Make the employee pay all of his social security, medicare, and income taxes once a year.

Not only would he recognize a immediate boost in take home pay of at least 7.65%, but when it comes time to pay taxes, he will know exactly how much of his money the government is stealing.
[/quote]

I agree 100%. See, RJ, we’re not so different after all! :smiley:

[quote]dhickey wrote:
I just can understand why republicans aren’t on top of this?[/quote]

This is basically what I took from the article <_<

By the way, interesting timing on the article - party identification is down to a one-point difference:

[i]In the new survey, more voters call themselves Republicans. Now 48% say they’re Democrats or lean to the Democratic Party; 47% say they’re Republicans or lean to the GOP.

Not since February 2005, right after Bush’s second inauguration, have Republicans been within a single point of Democrats in party identification.

What’s more, voters by 48%-45% support the Democratic candidate in their congressional district, the party’s narrowest advantage this year.[/i]

http://www.usatoday.com/news/politics/election2008/2008-09-07-Inside-poll-GOP_N.htm

This is quite a shift - looks like the weakened brand name of the GOP has had some life breathed back into it. I wonder what the catalyst is…

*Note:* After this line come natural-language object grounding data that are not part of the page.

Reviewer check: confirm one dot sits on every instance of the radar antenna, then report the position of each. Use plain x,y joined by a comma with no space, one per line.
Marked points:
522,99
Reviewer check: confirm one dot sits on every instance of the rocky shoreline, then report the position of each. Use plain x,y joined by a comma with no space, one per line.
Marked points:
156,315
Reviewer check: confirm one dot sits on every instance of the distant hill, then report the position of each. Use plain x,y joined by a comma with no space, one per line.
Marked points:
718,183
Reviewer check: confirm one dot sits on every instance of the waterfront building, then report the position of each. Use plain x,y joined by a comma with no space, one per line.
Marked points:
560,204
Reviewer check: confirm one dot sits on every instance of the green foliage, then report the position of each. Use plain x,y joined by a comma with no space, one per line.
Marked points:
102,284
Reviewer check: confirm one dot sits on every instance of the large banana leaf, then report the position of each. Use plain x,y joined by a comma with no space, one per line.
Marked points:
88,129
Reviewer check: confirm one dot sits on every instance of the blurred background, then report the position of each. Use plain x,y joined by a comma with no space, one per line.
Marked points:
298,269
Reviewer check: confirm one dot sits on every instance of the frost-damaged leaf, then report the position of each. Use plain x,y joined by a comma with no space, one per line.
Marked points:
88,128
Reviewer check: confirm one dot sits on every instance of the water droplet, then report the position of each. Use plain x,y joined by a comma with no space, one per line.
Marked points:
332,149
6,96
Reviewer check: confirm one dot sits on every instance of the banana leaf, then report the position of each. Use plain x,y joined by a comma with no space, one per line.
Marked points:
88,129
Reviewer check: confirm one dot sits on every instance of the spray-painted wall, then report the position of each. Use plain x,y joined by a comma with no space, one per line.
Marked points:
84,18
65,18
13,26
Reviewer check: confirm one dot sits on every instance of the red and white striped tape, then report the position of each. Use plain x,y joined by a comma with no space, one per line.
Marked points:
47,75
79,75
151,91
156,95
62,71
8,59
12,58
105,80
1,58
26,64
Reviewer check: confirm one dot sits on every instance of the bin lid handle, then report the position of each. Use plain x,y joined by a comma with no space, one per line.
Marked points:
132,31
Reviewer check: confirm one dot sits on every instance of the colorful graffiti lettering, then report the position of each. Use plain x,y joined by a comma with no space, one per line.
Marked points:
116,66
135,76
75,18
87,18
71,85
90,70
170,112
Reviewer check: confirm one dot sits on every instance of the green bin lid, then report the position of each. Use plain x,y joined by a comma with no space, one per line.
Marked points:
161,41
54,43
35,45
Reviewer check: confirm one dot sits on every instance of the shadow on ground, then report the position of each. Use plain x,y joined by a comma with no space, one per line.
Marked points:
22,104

When my grandparents were young (a long, long time ago), they registered as Democrats. However, as time, and Party priorities changed, they are now more in-line with the Republicans, even though they are still registered Democrats.

I don’t have any facts or articles, but I wonder how much this comes into play.

[quote]PRCalDude wrote:
bald eagle wrote:
PRCalDude wrote:
The easiest way to get employees to “feel” their benefits is to do away with payroll withholding taxes.

Make the employee pay all of his social security, medicare, and income taxes once a year.

Not only would he recognize a immediate boost in take home pay of at least 7.65%, but when it comes time to pay taxes, he will know exactly how much of his money the government is stealing.

I’ve often wondered why more employers don’t do this. It seems to me that they bear part of the responsibility for educating their employees about the business climate of the United States. Maybe they don’t bear the responsibility, but its in their interests to do so.

Am I understanding you right? Employers can’t do this - they are required by law to remit payroll taxes the following week.

Yeah. The post was already up before I though about it further.

Still though, it would be in an employer’s interests to let the employees know how much tax overhead they’re paying, which the employees could be reaping in extra pay instead of giving to the government to be wasted.
[/quote]

They already see it on their check stub. But it is still not the same as depositing the whole “gross” amount and then turning around and writing a check to the gov.